“Saya sekali lagi juga prihatin, Ke mana pakar-pakar komunikasi sekarang ini? Mengapa mereka mirip-mirip Pakar IT yang ‘bungkam seribu bahasa’. Jangan sampai Komunitas suudzon Bersama melihat Kebugaran bisunya mereka dan menduga-menduga ada hal yang negatif. Bangsa ini lagi jeblok indeks demokrasinya sampai Ke titik nadir, kalau media juga sudah dibungkam Sebagai tidak lagi bisa menayangkan jurnalisme investigatif, mau dibawa Ke mana Indonesia (C)emas 2045,” ujar Roy Di keterangannya, Rabu (15/5/2024).
Lantas, dia menyampaikan bahwa RUU Penyiaran mencuat dan menjadi kontroversial Sebagai beberapa aturan disebut telah membatasi Justru melarang jenis jurnalisme investigatif.

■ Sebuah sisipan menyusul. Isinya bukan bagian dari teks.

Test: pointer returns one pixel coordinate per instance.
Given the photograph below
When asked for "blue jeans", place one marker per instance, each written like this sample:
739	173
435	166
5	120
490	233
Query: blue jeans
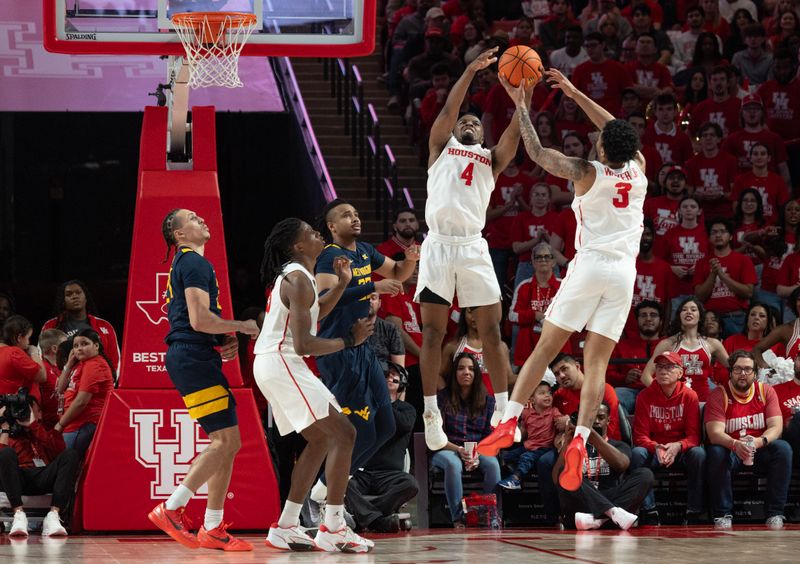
80	439
450	463
692	462
627	398
774	460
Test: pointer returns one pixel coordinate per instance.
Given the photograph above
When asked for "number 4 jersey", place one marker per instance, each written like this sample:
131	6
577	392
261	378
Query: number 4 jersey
610	215
460	184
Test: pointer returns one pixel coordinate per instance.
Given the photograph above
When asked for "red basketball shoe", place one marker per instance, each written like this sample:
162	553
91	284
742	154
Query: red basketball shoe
175	523
571	475
501	437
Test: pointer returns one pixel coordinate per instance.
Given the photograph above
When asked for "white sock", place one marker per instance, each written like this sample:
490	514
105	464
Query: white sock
213	518
179	498
583	432
430	403
334	518
290	516
512	409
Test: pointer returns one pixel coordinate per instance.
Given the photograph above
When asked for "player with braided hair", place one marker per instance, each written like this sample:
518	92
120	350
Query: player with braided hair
195	368
300	401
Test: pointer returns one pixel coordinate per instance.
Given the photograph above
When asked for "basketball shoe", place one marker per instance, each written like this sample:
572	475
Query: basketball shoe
175	523
220	539
501	437
571	475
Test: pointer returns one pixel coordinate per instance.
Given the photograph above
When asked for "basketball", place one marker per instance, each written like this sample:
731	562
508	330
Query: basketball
521	62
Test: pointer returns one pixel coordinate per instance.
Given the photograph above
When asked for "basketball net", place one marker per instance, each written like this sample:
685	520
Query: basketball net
213	43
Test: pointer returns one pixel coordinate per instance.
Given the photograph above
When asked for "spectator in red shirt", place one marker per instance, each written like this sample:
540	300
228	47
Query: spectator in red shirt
666	432
35	462
672	144
20	362
770	185
711	172
742	411
87	380
724	279
75	310
49	342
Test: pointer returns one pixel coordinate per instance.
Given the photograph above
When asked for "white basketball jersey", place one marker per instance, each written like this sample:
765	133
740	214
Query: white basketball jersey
460	184
275	334
610	214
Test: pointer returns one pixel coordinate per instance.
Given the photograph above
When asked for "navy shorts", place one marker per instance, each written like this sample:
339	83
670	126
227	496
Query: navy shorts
356	379
196	372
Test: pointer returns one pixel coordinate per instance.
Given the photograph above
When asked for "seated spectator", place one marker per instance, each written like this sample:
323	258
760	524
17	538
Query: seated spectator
572	54
672	144
666	432
75	310
467	410
754	62
86	382
384	478
609	491
712	172
35	462
744	424
20	362
539	424
385	339
724	279
627	378
49	342
682	247
697	351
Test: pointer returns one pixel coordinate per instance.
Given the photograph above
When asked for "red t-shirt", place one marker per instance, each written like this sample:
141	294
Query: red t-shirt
782	104
682	246
664	213
751	416
661	419
771	187
740	142
722	299
602	82
725	114
528	226
17	369
711	178
567	401
95	377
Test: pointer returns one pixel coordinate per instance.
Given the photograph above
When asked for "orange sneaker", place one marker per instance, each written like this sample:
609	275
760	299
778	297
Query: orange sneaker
571	475
175	523
501	437
220	539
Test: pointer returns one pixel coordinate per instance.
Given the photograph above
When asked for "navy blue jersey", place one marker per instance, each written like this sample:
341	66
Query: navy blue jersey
190	270
354	303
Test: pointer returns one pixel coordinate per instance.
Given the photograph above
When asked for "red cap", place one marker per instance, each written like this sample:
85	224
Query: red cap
752	99
670	356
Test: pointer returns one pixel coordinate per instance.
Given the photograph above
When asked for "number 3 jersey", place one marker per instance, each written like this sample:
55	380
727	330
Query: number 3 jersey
610	214
460	183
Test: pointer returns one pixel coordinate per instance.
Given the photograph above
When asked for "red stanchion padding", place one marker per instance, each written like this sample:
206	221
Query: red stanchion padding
142	450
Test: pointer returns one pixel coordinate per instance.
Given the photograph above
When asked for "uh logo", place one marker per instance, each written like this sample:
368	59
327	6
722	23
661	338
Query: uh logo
171	456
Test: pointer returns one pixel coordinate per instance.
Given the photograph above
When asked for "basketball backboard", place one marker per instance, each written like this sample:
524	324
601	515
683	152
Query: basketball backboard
312	28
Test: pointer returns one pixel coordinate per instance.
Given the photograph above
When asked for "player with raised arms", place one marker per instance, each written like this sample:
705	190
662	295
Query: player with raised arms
597	290
195	368
300	401
455	258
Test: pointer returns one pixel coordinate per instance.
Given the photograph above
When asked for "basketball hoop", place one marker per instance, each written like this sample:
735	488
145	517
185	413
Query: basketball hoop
213	43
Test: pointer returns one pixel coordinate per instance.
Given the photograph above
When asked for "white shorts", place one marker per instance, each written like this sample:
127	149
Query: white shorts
298	398
462	265
596	293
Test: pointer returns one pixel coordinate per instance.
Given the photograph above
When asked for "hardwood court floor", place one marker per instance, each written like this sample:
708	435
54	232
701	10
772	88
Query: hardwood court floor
645	545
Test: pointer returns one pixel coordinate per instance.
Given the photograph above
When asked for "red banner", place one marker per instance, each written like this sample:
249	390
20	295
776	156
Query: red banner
142	450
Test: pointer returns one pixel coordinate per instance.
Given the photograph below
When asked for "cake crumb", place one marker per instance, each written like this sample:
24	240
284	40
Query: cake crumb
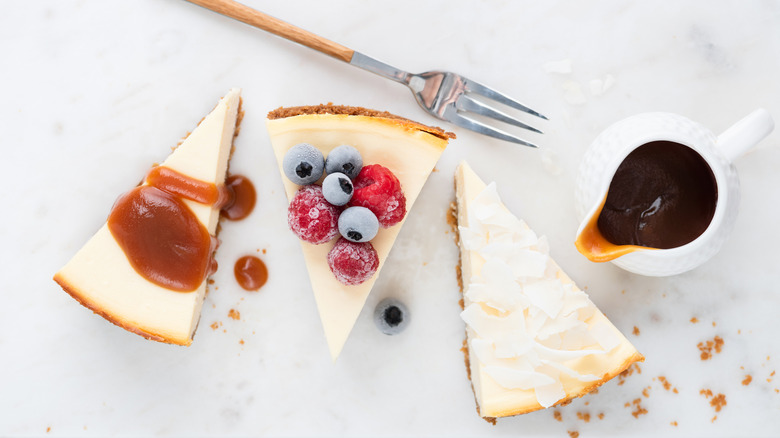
638	409
706	347
718	402
634	368
666	384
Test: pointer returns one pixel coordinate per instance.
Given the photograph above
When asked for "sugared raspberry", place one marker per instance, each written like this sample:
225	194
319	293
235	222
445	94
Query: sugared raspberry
377	189
353	263
311	217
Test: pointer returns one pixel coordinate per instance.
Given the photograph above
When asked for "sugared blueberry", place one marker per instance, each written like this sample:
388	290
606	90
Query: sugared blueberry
303	164
337	188
344	159
391	316
358	224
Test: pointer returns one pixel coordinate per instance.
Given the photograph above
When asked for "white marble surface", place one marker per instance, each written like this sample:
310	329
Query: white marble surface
95	91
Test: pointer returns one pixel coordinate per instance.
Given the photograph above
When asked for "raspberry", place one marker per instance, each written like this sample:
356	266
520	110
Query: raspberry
311	217
353	263
377	189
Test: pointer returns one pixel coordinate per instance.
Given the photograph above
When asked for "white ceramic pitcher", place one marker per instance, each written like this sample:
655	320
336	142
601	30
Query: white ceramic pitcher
613	145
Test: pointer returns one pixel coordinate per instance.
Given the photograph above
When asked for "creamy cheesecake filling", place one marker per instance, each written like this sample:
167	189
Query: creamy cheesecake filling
100	275
529	326
403	147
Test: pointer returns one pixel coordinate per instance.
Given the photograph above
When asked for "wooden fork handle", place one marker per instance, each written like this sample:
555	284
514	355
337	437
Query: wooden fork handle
233	9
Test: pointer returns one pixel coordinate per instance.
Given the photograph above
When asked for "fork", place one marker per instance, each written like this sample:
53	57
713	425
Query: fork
444	95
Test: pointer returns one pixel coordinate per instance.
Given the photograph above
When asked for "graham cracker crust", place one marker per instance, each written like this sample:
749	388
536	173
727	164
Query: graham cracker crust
330	108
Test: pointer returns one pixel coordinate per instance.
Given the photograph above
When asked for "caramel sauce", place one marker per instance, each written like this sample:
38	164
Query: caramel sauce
173	182
242	198
162	238
251	273
662	196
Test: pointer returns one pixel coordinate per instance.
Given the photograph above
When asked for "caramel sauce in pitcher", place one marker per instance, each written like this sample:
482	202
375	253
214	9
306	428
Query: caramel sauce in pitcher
663	195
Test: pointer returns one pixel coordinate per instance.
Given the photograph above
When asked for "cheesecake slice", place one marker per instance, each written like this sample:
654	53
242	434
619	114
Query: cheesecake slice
117	276
408	149
533	338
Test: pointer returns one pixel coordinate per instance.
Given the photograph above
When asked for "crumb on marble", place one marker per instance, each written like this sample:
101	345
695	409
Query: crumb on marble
707	347
666	384
584	416
638	409
634	368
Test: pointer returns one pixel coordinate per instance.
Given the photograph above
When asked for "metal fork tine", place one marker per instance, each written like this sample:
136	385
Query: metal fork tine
490	93
464	122
466	103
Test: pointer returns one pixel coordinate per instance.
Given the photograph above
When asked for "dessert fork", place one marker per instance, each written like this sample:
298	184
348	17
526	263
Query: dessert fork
445	95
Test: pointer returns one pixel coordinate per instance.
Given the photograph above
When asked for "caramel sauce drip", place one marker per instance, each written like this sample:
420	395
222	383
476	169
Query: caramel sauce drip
251	273
162	238
662	196
241	197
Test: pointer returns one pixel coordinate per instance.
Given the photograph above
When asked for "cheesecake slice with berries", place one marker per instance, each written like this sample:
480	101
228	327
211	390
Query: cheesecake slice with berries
380	162
533	338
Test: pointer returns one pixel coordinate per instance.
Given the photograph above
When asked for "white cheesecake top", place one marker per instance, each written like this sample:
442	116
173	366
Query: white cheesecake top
100	275
407	151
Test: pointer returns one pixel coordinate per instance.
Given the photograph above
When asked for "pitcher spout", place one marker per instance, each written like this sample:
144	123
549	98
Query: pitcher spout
592	244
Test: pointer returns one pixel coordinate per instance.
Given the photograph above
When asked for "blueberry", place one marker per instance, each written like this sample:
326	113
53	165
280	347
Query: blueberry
303	164
358	224
344	159
337	188
391	316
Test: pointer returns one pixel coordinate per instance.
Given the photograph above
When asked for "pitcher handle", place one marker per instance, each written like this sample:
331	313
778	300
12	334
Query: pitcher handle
745	134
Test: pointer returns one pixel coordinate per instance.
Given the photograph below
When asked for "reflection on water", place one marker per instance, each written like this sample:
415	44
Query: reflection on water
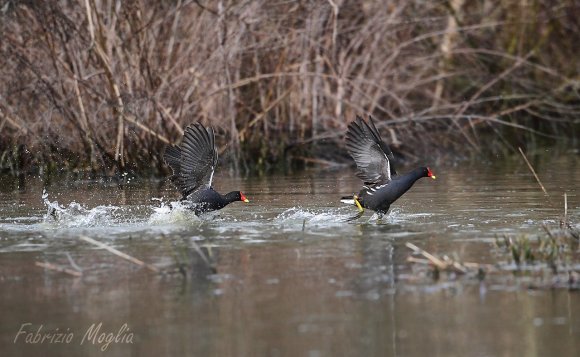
287	274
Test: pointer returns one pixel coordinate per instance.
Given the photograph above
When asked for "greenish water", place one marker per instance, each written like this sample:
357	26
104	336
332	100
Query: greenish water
288	274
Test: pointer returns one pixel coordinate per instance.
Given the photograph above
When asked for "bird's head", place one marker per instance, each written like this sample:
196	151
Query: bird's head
430	173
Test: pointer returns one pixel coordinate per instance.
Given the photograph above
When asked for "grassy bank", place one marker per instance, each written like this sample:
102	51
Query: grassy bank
104	86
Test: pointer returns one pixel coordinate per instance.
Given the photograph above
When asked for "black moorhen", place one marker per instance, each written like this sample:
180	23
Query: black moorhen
193	165
374	161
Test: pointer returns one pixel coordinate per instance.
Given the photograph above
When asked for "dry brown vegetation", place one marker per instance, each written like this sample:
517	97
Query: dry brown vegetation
103	86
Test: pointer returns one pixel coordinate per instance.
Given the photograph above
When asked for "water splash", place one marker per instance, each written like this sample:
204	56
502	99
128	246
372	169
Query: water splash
173	213
330	215
75	215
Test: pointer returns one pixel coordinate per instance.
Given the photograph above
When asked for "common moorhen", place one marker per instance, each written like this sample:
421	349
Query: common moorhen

Padahal, menurutnya pembuatan RUU adalah Sebagai antisipasi Di munculnya Ilmu Pengetahuan Terbaru yang belum diatur Bersama Perundang-Undangan Sebelumnya. Misalnya Yang Berhubungan Bersama Bersama penyiaran digital, khususnya layanan OTT (Over The Top), UGC (User Generated Content), Justru AI (Kecerdasan Buatan) yang kini mulai marak.
“Akan Tetapi kalau dibuat justru Sebagai menghambat kehidupan media yang sudah berjalan benar sebagai “The fourth pillar of democrazy” bersanding Bersama kekuatan eksekutif, legislatif, dan yudikatif, hal tersebut menjadi salah dan patut Diperjuangkan ada apa Di baliknya,” tandasnya.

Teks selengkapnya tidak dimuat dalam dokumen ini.